Alice de Brem : Nous revoyons aussi de manière trimestrielle nos notes de risque pays. Cette évaluation repose sur une analyse structurelle (déséquilibres macroéconomiques, climat des affaires, stabilité du système politique) et court terme (cycle économique, risques de financement de l’économie). Nous avons ainsi rehaussé la note de trois pays au premier trimestre 2017 : l’Argentine, le Brésil et l’Egypte. Nous restons vigilants sur ces pays, mais leur situation tend à s’améliorer.
Des risques protéiformes
Alain Piou : Nous constatons depuis le début de l’année qu’un certain nombre d’indicateurs sont revenus dans le vert. Beaucoup de signaux sont de nouveau favorables à la reprise des exportations : les taux d’intérêt bas, la remontée des cours du pétrole, l’optimisme retrouvé des chefs d’entreprises.
Julien Marcilly : Les principaux risques portent, dans les pays émergents, sur le change, avec de plus en plus de problèmes en matière de transferts de devises dans beaucoup de pays. Même si les prix des matières premières ont un peu rebondi, les cours actuels restent souvent insuffisants pour beaucoup d’émergents qui en exportent. Enfin nous avons constaté un changement structurel de régime de croissance. L’activité a beaucoup ralenti dans ces pays-là. Par exemple en Chine, passer de 10 % à 6 % de croissance peut être préjudiciable pour les entreprises qui auraient investi en espérant bénéficier d’un taux de rendement de 10 %. Un cas de figure qui s’est multiplié dans beaucoup de pays. A ce contexte se sont associées, ces dernières années, un certain nombre de tensions politiques.
Alain Piou : Malgré une amélioration de la conjoncture, nous ne sommes en effet pas à l’abri de chocs géopolitiques dans des pays tels que la Corée, la Syrie ou encore en Iran. Quelques inquiétudes demeurent également sur les modèles de croissance de la Chine. Nous avons par ailleurs une incertitude sur le calendrier et les modalités du plan de baisse d’impôts promis par le président Trump aux Etats-Unis. Nous restons vigilants sur les ajustements progressifs des politiques monétaires, sur la remontée progressive attendue des taux du côté de la Fed et de la sortie de la politique de quantitative easing du côté de la BCE.
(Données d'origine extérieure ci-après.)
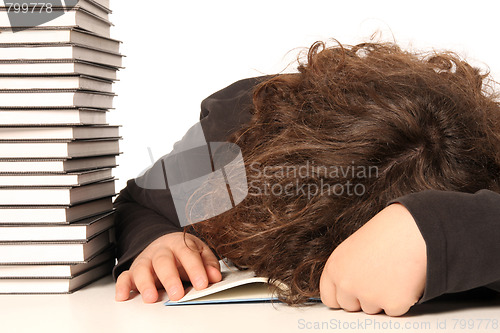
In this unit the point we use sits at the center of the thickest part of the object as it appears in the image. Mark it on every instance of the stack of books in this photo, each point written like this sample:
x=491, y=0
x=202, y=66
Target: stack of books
x=57, y=150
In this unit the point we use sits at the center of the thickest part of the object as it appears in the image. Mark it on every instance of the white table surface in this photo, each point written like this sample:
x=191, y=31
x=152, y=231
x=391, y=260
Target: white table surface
x=93, y=309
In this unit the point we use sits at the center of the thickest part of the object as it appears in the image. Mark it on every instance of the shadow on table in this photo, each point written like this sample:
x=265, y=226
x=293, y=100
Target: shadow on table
x=475, y=298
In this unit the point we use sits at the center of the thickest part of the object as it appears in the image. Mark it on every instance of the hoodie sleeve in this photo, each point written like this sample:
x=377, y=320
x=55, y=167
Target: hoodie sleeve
x=462, y=235
x=144, y=214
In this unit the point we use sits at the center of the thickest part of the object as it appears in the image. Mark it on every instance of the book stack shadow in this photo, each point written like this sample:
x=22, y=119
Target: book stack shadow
x=57, y=151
Alice de Brem : Nous attendons par ailleurs, alors que les défaillances d’entreprises au niveau mondial se contractent depuis 2009, une stabilisation en 2017. Néanmoins nous restons sur une dynamique économique plutôt positive. Certains secteurs sont particulièrement porteurs. Par exemple, nous avons de forts leviers de croissance sur les biens d’équipement (+ 9,1 milliards d’euros à saisir pour les exportateurs français en 2017 dans ce secteur), l’agroalimentaire (+ 5,2 milliards d’euros) sur lequel la France est très présente et très performante, ainsi que la chimie (+ 3,7 milliards d’euros) et l’automobile (+1,9 milliard d’euros). Autant de secteurs sur lesquels nous sommes très accompagnants.
Julien Marcilly : Les secteurs industriels sont les premiers à bénéficier de la reprise économique. La construction est également aujourd’hui un secteur porteur, d’autant qu’il profite des taux bas. Certains secteurs comme la métallurgie, où la situation est difficile depuis deux ans, présentent encore un niveau de risque relativement élevé notamment en raison de leur taux d’endettement, mais là aussi le pire semble derrière nous. En revanche le textile/habillement reste dans une situation difficile dans beaucoup de pays.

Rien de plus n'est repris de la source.